Narinder Kumar, Bathinda

Queen of Hills

With reference to "Building Chaos" (November 10), the move of political bosses to please everyone, including defaulters, is not new. The HP Government's plan to bring an ordinance to regularise illegal colonies in Shimla makes people following rules and regulations feel as an idiot. The government needs to rethink as this is not about pleasing voters but setting up the clock of a time bomb on the Queen of Hills.

Vijay Karan, Chandigarh

Decongest Shimla

It is heartening to read the news item “IGMC to be decongested soon” (November 2). The IGMC has become out of bounds for personal vehicles coming from far-off corners of the state with seriously ill patients who cannot walk on their own. The relocation of the dental wing will provide space at the main hospital. Similar action needs to be taken to decongest Shimla city. The Queen of Hills has been overloaded with HQs of various departments which could have been located elsewhere in the state.

Recently, the Department of Irrigation-cum-Public Health (IPH) was asked to vacate the heritage US Club building and allotted land on the periphery of the town to construct its head office. This is poor urban planning.
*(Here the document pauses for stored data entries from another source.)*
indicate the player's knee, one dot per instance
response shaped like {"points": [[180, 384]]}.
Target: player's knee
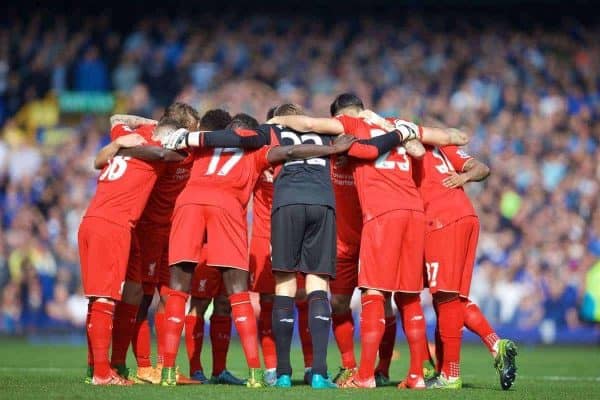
{"points": [[221, 305], [340, 304], [444, 297], [132, 293], [235, 280]]}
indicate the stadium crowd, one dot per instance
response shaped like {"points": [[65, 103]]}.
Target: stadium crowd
{"points": [[530, 98]]}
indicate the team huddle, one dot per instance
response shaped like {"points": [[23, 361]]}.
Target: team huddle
{"points": [[351, 201]]}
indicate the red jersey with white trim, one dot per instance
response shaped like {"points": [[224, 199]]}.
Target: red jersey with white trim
{"points": [[224, 177], [125, 183], [261, 208], [385, 184], [168, 186], [348, 215], [442, 205]]}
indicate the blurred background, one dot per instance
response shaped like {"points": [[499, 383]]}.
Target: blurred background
{"points": [[524, 81]]}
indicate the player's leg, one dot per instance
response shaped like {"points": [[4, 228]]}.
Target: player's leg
{"points": [[262, 282], [194, 336], [126, 310], [283, 324], [386, 348], [104, 250], [319, 323], [342, 288], [220, 337], [186, 241], [301, 301], [141, 339]]}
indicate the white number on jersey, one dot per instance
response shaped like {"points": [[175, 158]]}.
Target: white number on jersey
{"points": [[383, 163], [229, 164], [445, 165], [116, 168], [305, 138], [432, 270]]}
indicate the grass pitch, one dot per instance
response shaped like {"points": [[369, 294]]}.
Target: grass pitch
{"points": [[56, 372]]}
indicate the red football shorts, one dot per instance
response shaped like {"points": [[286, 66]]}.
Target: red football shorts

The department should be accommodated elsewhere.

Er LR Sharma, Sundernagar

Kudos to Dr Singh

The media went gaga when Prime Minister Narendra Modi got a warm hug by Japanese Prime Minister Shinzo Abe, when Shinzo departed from the routine to receive Modi outside Tokyo in Kyoto and when Shinzo telephoned Modi on his birthday. But when former PM Dr Manmohan Singh received Japan's civilian honour, second only to the Order of the Chrysanthemum in the Japanese pecking order, for his “significant contributions to the enhancement of relations and promotion of friendship” between Japan and India for about 35 years, most of the media ignored it.
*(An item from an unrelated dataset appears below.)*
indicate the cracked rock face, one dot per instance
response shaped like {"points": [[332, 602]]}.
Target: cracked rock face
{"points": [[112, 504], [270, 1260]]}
Bidyut Kumar Chatterjee, Faridabad

Dr Singh, Nikki

Felicitations to Dr Manmohan Singh and Nikki Haley for bringing glory to India, specially Punjab. Dr Singh has been honoured by the Japanese Government for his work on mutual friendship and progress between Japan and India. Dr Manmohan Singh is an internationally known economist. Nikki Haley, who originally belongs to Amritsar, has become the Governor of South Carolina in the USA for the second time.

Jatinderbir Nanda, Ludhaina

Japanese honour

It is an honour for the Indians that our former PM Manmohan Singh has received the Grand Cordon of the Order of the Paulownia Flowers awarded by the Japanese Emperor. PM Modi should call on Dr Singh for achieving this award for our country by rising above party politics. The government should have given him a warm welcome at the airport on his return from Japan.